Resolving the etiology of atopic disorders by using genetic analysis of racial ancestry
- PMID: 27297995
- PMCID: PMC5014679
- DOI: 10.1016/j.jaci.2016.02.045
Resolving the etiology of atopic disorders by using genetic analysis of racial ancestry
Abstract
Atopic dermatitis (AD), food allergy, allergic rhinitis, and asthma are common atopic disorders of complex etiology. The frequently observed atopic march from early AD to asthma, allergic rhinitis, or both later in life and the extensive comorbidity of atopic disorders suggest common causal mechanisms in addition to distinct ones. Indeed, both disease-specific and shared genomic regions exist for atopic disorders. Their prevalence also varies among races; for example, AD and asthma have a higher prevalence in African Americans when compared with European Americans. Whether this disparity stems from true genetic or race-specific environmental risk factors or both is unknown. Thus far, the majority of the genetic studies on atopic diseases have used populations of European ancestry, limiting their generalizability. Large-cohort initiatives and new analytic methods, such as admixture mapping, are currently being used to address this knowledge gap. Here we discuss the unique and shared genetic risk factors for atopic disorders in the context of ancestry variations and the promise of high-throughput "-omics"-based systems biology approach in providing greater insight to deconstruct their genetic and nongenetic etiologies. Future research will also focus on deep phenotyping and genotyping of diverse racial ancestry, gene-environment, and gene-gene interactions.

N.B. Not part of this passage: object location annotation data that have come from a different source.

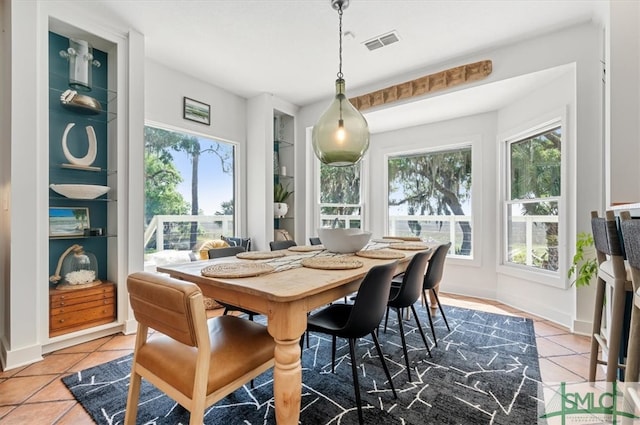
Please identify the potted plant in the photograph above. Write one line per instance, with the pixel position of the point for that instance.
(280, 195)
(584, 265)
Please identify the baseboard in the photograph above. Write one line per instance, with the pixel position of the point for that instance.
(12, 359)
(582, 327)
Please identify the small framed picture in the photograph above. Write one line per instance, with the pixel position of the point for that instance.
(68, 222)
(196, 111)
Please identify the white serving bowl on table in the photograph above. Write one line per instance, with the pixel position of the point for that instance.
(343, 240)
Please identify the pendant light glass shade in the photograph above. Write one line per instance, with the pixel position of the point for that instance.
(341, 135)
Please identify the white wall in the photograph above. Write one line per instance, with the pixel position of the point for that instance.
(623, 102)
(5, 157)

Keywords: -omics; Atopic march; admixture mapping; allergic rhinitis; asthma; atopic dermatitis; food allergy; gene-environment interaction; phenotyping; racial ancestry.
Copyright © 2016 American Academy of Allergy, Asthma & Immunology. Published by Elsevier Inc. All rights reserved.
Conflict of interest statement
Statement M.E.R. is a consultant for Genentech, Novartis, Receptos, and NKT Therapeutics and has an equity interest in NKT Therapeutics, Immune Pharmaceuticals, and Celsus Therapeutics, as well as royalty interest from Teva Pharmaceuticals and Cincinnati Children’s Medical Center–owned patents concerning eosinophilic esophagitis. The rest of the authors declare that they have no competing interests.